NUV vermittelte

Donnerstag, 11. Oktober. 2012

Auf Betreiben und auf Initiative des Vorstandes des Nordhäuser Unternehmerverbandes konnte jetzt der Streit zwischen der Landesentwicklungsgesellschaft Thüringen (LEG) und einem Unternehmen aus der Region beigelegt werden.

Die Vorständler des NUV führten mehrere Gespräche mit der Geschäftsleitung des Unternehmens und konnten mit ihren Argumenten erreichen, dass das Unternehmen seine Klage gegen die Vergabe eines Loses für die Erschließung des künftigen Industriegebietes in der Goldenen Aue zurücknimmt. Es ist erfreulich, so Vorstandvorsitzender Hans-Jochaim Junker, dass das Unternehmen das selbst seit Jahren Mitglied im Unternehmerverband ist, in Verantwortung für die wirtschaftliche Entwicklung der Region die Entscheidung getroffen hat, die Klage zurückzunehmen.

Der Vorstand des NUV wertet die sicherlich nicht einfache Entscheidung des Unternehmers als ein klares Zeichen, dass die Unternehmerschaft Verantwortung für die Region trägt und somit auch dem Beginn der zeitnahen Erschließung nichts mehr im Wege steht.

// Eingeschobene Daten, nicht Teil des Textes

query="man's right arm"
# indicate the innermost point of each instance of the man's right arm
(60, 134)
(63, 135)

Zugleich äußert der NUV auch sein Unverständnis gegenüber der LEG, nicht frühzeitig genug den Kontakt zum betroffenen Unternehmer gesucht zu haben, um eine schnelle außergerichtliche Einigung zu erreichen. Die LEG Thüringen als hundertprozentige Tochter des Freistaates mit ihren 242 Mitarbeitern sollte sich als Dienstleiter der Wirtschaft verstehen. “Man hat hin und wieder den Eindruck, es sei umgekehrt”, so das Vorstandsmitglied Niels Neu. Auch das oft vorgetragene Argument “wenn man erstmal der Rechtsweg eingeschlagen wurde, ist keine andere Lösung mehr möglich”, lässt Neu nicht gelten. Es ist immer möglich und sinnvoll, ohne seine Rechtsposition aufzugeben und das laufende Verfahren zu beeinflussen, eine außergerichtliche Einigung zu erzielen. Es müssen nur beide Parteien auch wollen und sich mit gegenseitigem Respekt auf Augenhöhe begegnen.